According to legal sources on Jan. 25, the Fair Trade Investigation Division of the Seoul Central District Prosecutors' Office detained and indicted four executives and employees from four power equipment manufacturers—Hyosung Heavy Industries, Hyundai Electric, LS Electric, and Iljin Electric—on Jan. 20 on charges of violating the Monopoly Regulation and Fair Trade Act.
They are accused of agreeing in advance to allocate volumes and sharing bid prices, among other things, to collude in 145 bids for gas-insulated switchgear (GIS) ordered by KEPCO from March 2015 to September 2022. The Korea Fair Trade Commission uncovered this in Dec. 2024, imposed a penalty surcharge of a little over 39 billion won on 10 companies involved in the collusion, and referred six companies to the prosecution for violating the Fair Trade Act.
If the convictions of executives and employees of the power equipment manufacturers identified by the court are finalized, these companies could be blocked from winning future projects ordered by KEPCO.
Based on the Enforcement Rules of the National Contract Act, KEPCO restricts eligibility to participate in bids for a minimum of six months to a maximum of two years when a conviction for collusion is finalized. A company that led the collusion and won the bid faces a two-year sanction, a company that led but did not win faces one year, and a company that only participated in the collusion faces six months.

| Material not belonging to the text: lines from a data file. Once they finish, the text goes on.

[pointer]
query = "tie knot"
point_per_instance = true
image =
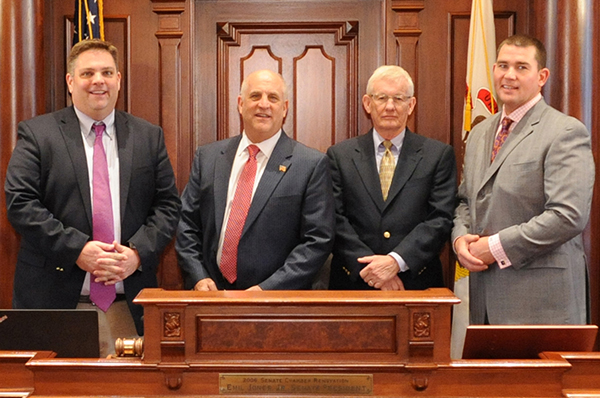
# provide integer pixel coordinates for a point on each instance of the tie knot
(506, 122)
(253, 150)
(99, 129)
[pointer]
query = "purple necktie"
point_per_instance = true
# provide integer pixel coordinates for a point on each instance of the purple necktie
(237, 216)
(501, 137)
(102, 218)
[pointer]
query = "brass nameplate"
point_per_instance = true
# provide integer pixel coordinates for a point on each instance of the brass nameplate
(299, 384)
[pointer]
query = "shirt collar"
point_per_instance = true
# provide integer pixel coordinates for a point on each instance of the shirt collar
(397, 141)
(266, 147)
(86, 122)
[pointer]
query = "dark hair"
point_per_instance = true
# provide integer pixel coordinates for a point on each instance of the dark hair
(87, 45)
(527, 41)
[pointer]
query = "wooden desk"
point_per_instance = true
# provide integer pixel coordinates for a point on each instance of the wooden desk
(351, 344)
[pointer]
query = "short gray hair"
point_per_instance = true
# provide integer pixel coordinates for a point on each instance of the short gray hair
(391, 72)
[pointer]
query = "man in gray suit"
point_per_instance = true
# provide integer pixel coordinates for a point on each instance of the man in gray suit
(285, 232)
(525, 199)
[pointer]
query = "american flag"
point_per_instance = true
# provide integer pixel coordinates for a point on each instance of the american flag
(89, 20)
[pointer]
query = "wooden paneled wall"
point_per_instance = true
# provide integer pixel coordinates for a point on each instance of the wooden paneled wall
(183, 60)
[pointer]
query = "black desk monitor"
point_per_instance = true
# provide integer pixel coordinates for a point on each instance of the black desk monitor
(526, 341)
(69, 333)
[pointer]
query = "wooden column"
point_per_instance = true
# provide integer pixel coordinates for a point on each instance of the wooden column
(174, 87)
(570, 35)
(23, 96)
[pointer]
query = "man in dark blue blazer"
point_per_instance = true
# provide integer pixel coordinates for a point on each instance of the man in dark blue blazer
(391, 240)
(49, 195)
(288, 232)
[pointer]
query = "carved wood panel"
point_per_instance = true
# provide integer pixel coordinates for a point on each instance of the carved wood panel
(314, 44)
(319, 63)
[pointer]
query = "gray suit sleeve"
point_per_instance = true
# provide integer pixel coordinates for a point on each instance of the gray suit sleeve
(568, 180)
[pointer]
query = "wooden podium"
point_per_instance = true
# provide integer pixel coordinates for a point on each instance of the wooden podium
(298, 344)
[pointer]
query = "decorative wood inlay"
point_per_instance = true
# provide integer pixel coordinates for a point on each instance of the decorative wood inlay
(172, 324)
(296, 334)
(421, 324)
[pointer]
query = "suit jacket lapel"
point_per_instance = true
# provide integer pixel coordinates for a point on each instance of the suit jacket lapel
(366, 166)
(410, 156)
(71, 131)
(125, 146)
(281, 156)
(525, 127)
(223, 166)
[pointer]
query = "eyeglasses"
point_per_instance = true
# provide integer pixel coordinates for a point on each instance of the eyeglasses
(382, 99)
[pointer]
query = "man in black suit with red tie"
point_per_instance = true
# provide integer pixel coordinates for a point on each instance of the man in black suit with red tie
(286, 231)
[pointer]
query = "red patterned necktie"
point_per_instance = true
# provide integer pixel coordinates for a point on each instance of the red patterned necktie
(102, 217)
(501, 137)
(237, 216)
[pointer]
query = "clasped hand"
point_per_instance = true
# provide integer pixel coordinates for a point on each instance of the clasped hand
(473, 252)
(381, 272)
(108, 262)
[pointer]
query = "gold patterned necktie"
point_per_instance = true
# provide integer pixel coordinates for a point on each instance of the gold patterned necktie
(386, 169)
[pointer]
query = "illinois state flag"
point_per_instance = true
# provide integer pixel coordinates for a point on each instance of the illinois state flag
(480, 103)
(480, 100)
(88, 21)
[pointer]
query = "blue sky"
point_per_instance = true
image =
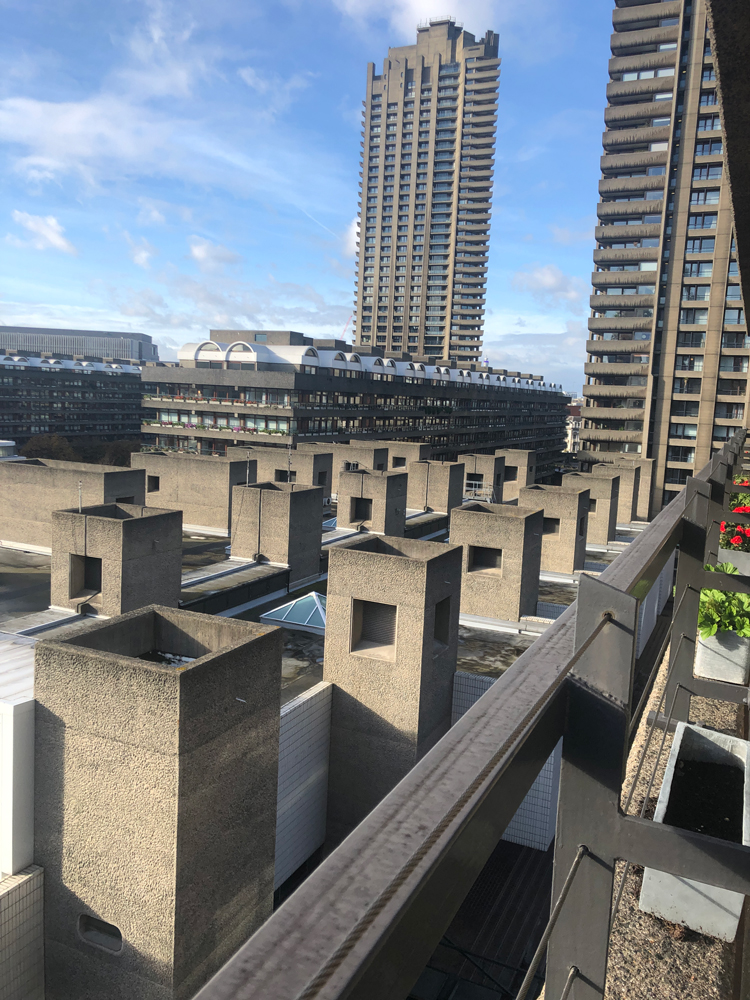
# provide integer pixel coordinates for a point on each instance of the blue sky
(173, 167)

According to the Korea Fair Trade Commission (FTC) and the prosecution, all companies that took part in collusion in the gas-insulated switchgear bids ordered by KEPCO succeeded in winning contracts. Therefore, if their convictions are finalized, these companies will be unable to bid on projects ordered by KEPCO for up to two years.
The problem is that if major power equipment manufacturers are convicted, KEPCO's power grid expansion project will inevitably be hindered. To supply additional power needed for the Yongin semiconductor cluster and the industrial complexes in Gumi, North Gyeongsang, and Saemangeum, North Jeolla, KEPCO is pushing a plan to invest 72.8 trillion won through 2038 to expand the grid.
By 2030, KEPCO plans to build a total of 225 substations, including 765-kilovolt (kV), 345 kV, and 154 kV substations and substations for high-voltage direct current (HVDC), and to construct an additional 391 substations by 2028. The goal is also to increase transmission lines to 11,655 circuit-kilometers (C-km), up 32.7% from the current level, by 2030.
If major power equipment manufacturers indicted on collusion charges are convicted, it will be extremely difficult to find companies to replace them. In Korea, there are only four companies capable of producing extra-high-voltage transformers of 154 kilovolts (kV) and 250 kV or higher: HD Hyundai Electric, Hyosung Heavy Industries, LS Electric, and Iljin Electric.
In the power industry, there is speculation that KEPCO will ultimately give even the companies caught colluding an opportunity to respond to orders for equipment needed in the grid expansion project. The industry believes KEPCO is likely to place as many orders as possible before any convictions are handed down, or move quickly with the project while the case proceeds to the Supreme Court.
A power industry official said, "Even if the opportunity to respond to KEPCO's orders disappears, demand for power equipment in overseas markets such as the United States is high and margins are much better, so the damage to power equipment manufacturers will not be significant." The official added, "Rather, KEPCO, which must expand the grid quickly, and corporations and industrial complexes that need more power will suffer greater harm."
A KEPCO official said, "We are well aware of the concerns of stakeholders at home and abroad stemming from this collusion," adding, "We will do our best to ensure the timely supply of the national backbone power grid."